We all know the history of West Ham’s youth academy.

The club is synonymous with bringing through young, exciting talent who go on to achieve huge success in their careers.

From the likes of Bobby Moore to Frank Lampard, to Joe Cole and Declan Rice, the Hammers boast one of the most famous and successful youth academies in world football.

But ahead of Thursday night’s Europa League clash against KRC Genk, it turns out the Belgian outfit are just as proud of their own youth academy‘s success in recent years.

It’s something of an unknown fact that Genk are responsible for a selection of some very well-known names here in England, as well as one of the current best players in the world.

In recent years, Genk have developed the likes of Christian Benteke, Steven Defour, Leandro Trossard, Timothy Castagne, Thibaut Courtois, Yannick Carrasco, Divock Origi and, the best of the lot, Kevin De Bruyne.

That’s some alumni to boast and Genk supporter and podcaster Tim-Oliver of the TerrilTalks podcast, has also hinted there might be plenty more where they came from in the very near future.

Speaking to the We Are West Ham Podcast earlier this week, the Genk supporter spoke proudly about his club’s youth academy and revealed a very special link between Genk and West Ham in the process; youth players mean so much more to the fans than any other player at the club.

He said: “Absolutely, we are really proud of that, and rightly so.

“It’s in the DNA of the club, it’s really ingrained in how the club is being run. Around 20 or 25 years ago the youth accommodation was shameful, there was nothing.

“So they started investing heavily into it and quickly saw the benefits of having their own youth academy because one thing that Genk fans have always found paramount to being a Genk player is having the right mentality, and by having youth players you have so many years that you can work on that and you really, really give the DNA that you want them to have.

“So that’s why it’s such a cornerstone of the kind of club that we are and, you know, we’re a club in the far eastern corner of the country, you have to do everything on your own.

“Now it’s kind of grown into the business model of the club to not only have great academy players but also buy players very young, develop them thanks to the European football that we play, but also thanks to the very professional way of working of the club, which is in Belgian terms, exceptional, and then make a profit. So it’s been working really well.

“The professional downside is that after every major success or after every league title we win, let’s say, we lose our best players. This year was different, after we won the cup we didn’t sell our players.
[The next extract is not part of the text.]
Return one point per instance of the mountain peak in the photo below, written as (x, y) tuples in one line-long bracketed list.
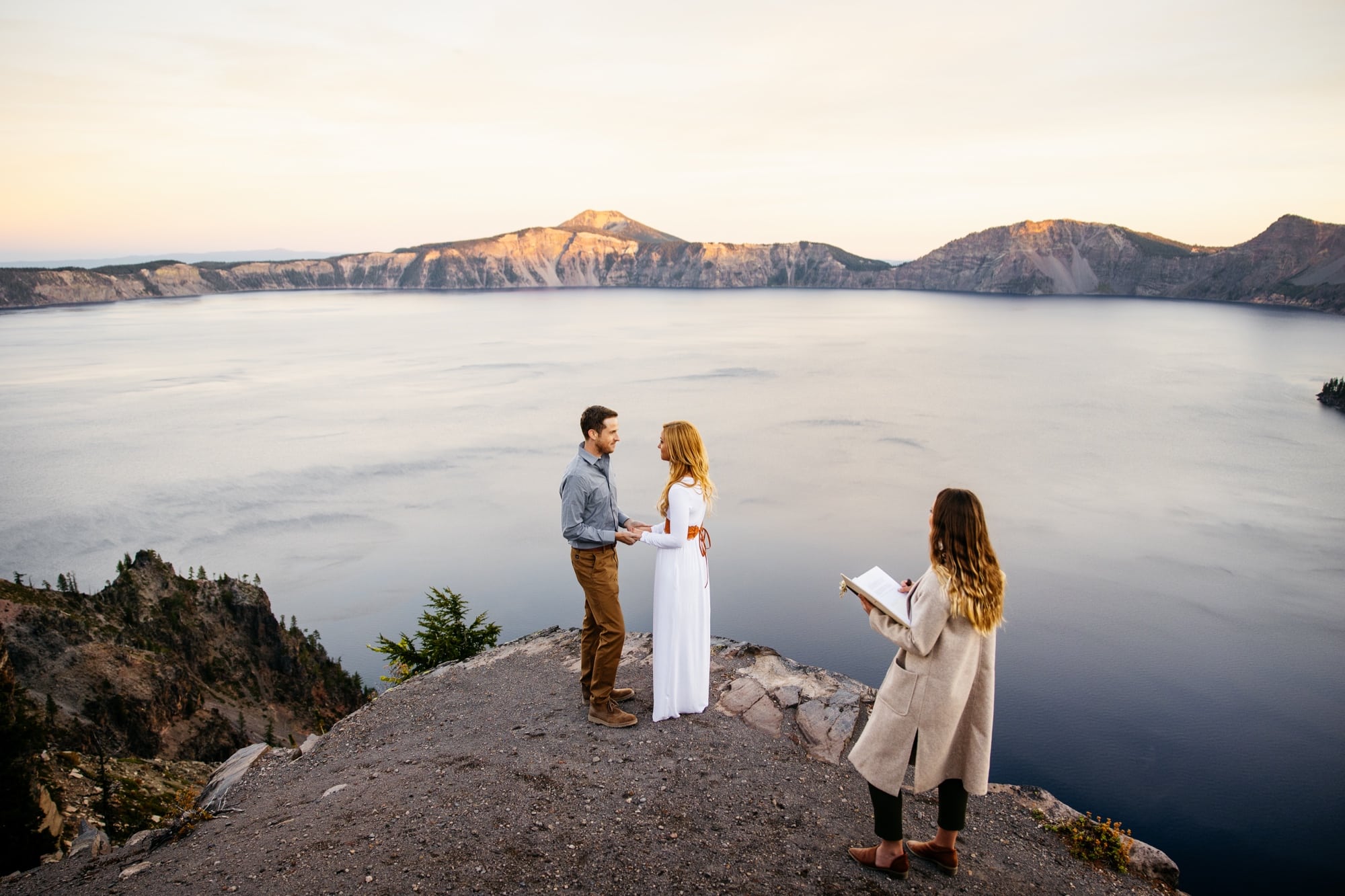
[(617, 225)]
“But they’re very proud of the work they’re doing and as of now the U21s are playing in their own league and the top four at the end of the season will be promoted to the second professional division in Belgian football for the first time ever.

“They are currently top of the league with 15 points out of five games, so maximum points and things are looking really good. There are some really, really talented guys in the squad, so expect in about five years for some new names to start popping up on the Belgium national team as well.

“That’s something that we’ll always cherish, our own youth players.”

So while we may know very little about our next Europa League opponents, it’s great to learn that our clubs hold the very same values when it comes to developing world-class football players.